Alla vigilia della settimana del secondo giro di consultazioni con il presidente della Repubblica, Sergio Mattarella, la strada verso un nuovo governo si fa quantomeno in salita. Constatazione avvalorata da quanto accade in casa del
Partito democratico, dove Franceschini dice “forse”,
Martina “ni” e Renzi “no”.
Se Luigi Di
Maio voleva gettare nello scompiglio l’ex nemico politico numero uno - non c’è che dire - missione compiuta. L’ascia di guerra sotterrata dal leader M5s ha avuto l’effetto di dissotterrare tutte quelle momentaneamente nascoste sotto il tappeto dem. Dario Franceschini coglie la palla al balzo e chiede al suo partito di ricominciare e di riflettere senza fretta, a partire da quella che definisce la “novità politica” di Luigi Di Maio. Il sasso nello stagno è gettato. Andrea Orlando con un’affermazione quasi rocambolesca dice, da un lato, che le parole del reggente Maurizio Martina (che ribadisce di voler essere minoranza) sono le sue, ma al contempo invita il partito a “incontrare tutti” e ad aprire il dialogo con i Cinquestelle. Sulla stessa linea Gianni Cuperlo, Francesco Boccia e Giuseppe Lumia.

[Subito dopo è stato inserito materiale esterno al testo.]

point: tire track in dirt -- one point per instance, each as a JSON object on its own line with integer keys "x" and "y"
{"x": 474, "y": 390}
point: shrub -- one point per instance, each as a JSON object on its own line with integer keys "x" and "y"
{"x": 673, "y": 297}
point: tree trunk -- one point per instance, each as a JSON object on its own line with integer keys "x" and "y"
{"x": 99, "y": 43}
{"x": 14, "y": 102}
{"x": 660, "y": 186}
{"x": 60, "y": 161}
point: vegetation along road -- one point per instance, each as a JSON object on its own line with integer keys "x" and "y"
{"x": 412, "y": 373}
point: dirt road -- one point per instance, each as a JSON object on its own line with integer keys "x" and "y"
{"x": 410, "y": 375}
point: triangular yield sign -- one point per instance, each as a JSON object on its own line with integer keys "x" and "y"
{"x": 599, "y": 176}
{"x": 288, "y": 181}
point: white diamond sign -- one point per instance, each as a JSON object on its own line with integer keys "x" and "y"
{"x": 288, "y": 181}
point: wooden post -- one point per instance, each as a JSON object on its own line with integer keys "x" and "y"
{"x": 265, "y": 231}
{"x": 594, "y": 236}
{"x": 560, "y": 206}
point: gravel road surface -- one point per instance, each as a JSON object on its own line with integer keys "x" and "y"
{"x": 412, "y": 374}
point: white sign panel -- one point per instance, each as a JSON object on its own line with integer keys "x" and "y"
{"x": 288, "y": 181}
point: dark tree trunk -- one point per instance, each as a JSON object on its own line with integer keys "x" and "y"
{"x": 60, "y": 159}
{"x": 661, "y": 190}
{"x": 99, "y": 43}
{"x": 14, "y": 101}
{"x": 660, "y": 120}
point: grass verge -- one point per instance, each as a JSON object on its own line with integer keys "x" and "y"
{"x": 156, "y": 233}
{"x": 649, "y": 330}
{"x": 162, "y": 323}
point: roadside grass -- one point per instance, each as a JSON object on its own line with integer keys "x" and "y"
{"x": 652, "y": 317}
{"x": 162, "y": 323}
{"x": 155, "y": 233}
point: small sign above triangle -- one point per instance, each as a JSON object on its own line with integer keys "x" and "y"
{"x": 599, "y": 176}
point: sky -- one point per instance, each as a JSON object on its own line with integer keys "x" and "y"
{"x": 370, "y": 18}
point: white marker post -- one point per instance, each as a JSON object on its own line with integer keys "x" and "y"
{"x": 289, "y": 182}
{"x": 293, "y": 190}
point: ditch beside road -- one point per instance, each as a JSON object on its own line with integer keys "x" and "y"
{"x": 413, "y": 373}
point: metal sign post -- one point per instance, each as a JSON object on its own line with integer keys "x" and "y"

Che il Pd sia sull’orlo di una crisi di nervi è difficile da smentire, tra guerre a colpi di tweet, note ufficiali, caminetti, convegni e dichiarazioni alle telecamere. C’è di tutto, tranne un sano confronto - anche a porte chiuse - nella sede deputata: il Nazareno. Non a caso, una fedelissima renziana come Maria Elena Boschi getta acqua sul fuoco: “Faremo proposte dall’opposizione, in modo serio e responsabile”.